In a recent workshop, a senior leader remarked that he had never considered half-baked ideas to  be very valuable. He previously thought that ideas needed to be fully formed before they could see the light of day.

The fact is that many valuable ideas don’t look like much when they first appear. Even the work of the Wright Brothers was one of many efforts occurring at the same time around the world. And at first glance the two of them working at Kitty Hawk would not have looked like much, just a couple guys with a rickety glider and a giant wooden slide.

Yet ideas that are not fully formed may hold kernels of insight for new products, new markets and improved processes.
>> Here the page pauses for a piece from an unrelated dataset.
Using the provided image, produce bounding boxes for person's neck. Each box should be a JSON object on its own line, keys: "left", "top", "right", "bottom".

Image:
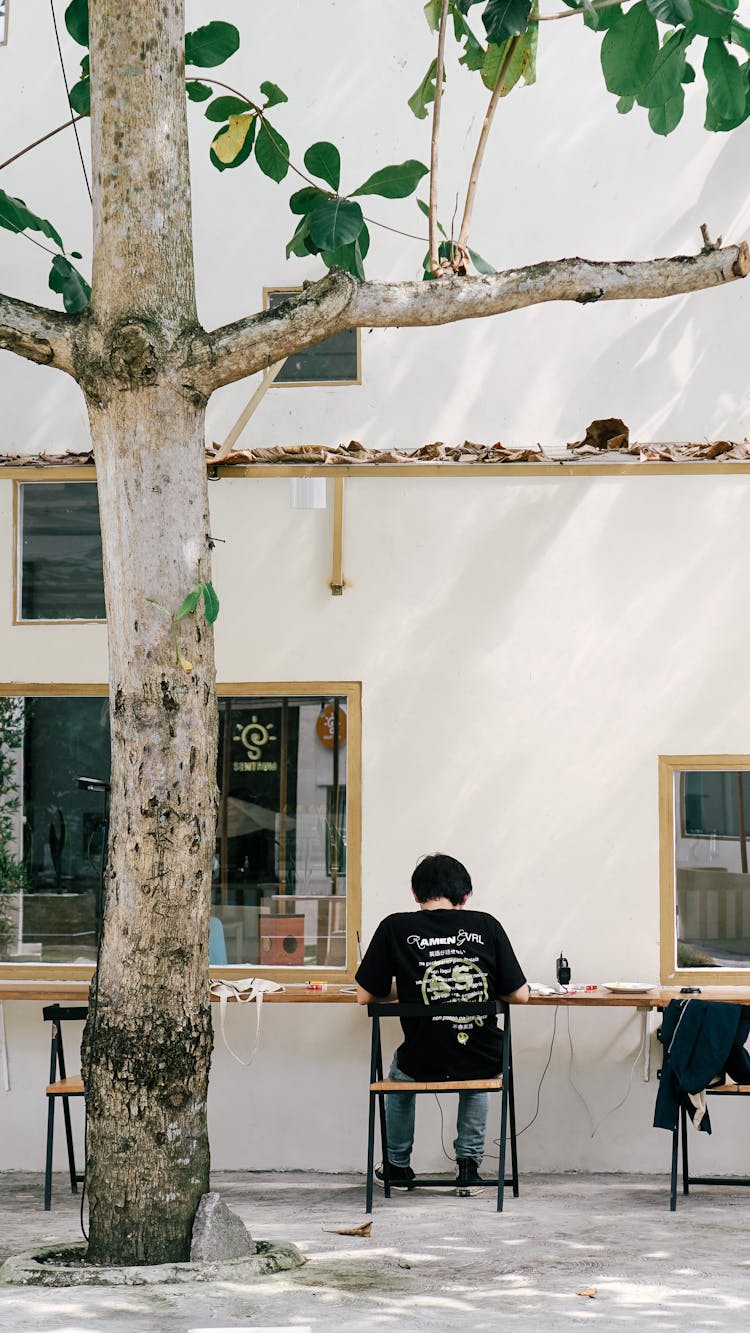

In fact, if leaders are not seeing many half-baked ideas that may be an indicator that people are unwilling to share, don’t know that that their leaders might be interested in new perspectives, or both. Without new perspectives, it is unlikely that organizations will be as agile, innovative, and (ultimately) valuable as they know they want to be.

So how does a leader go about getting more half-baked ideas and what should they do when they see one?

First, show that you value suggestions and the people bringing them. Take time to listen. Don’t jump into why it won’t work. Don’t foist them off to “run it by” someone else.

Second, be ready to have conversations to develop ideas. If the idea doesn’t appear to be immediately interesting, seek to understand what parts of it are of interest and maximize those, while minimizing those that are not as interesting.

Third, give people tools and networks so that they can more fully develop their ideas even before they get to you.

And lastly, do some events where the creative, off-the-wall thinking is encouraged. It is hard to always be the creative encouraging, thoughtful leader we want to be. Especially when we have weeks full of high-stress days with lots of things due at once. “Chunking” tasks is a powerful time management technique because it lumps similar tasks like responding to emails and phone calls together. Getting creative is no different. Consider having regular sessions with your organization and team where ideas are overtly solicited and everyone has the chance to chime in and create together.

A baby giraffe will be up and walking within an hour of being born. Until then they are understandably ungainly and prone to fall over. Ideas are similar. Most start life looking a little shaky, but with a little patience and nurturing some can really take off.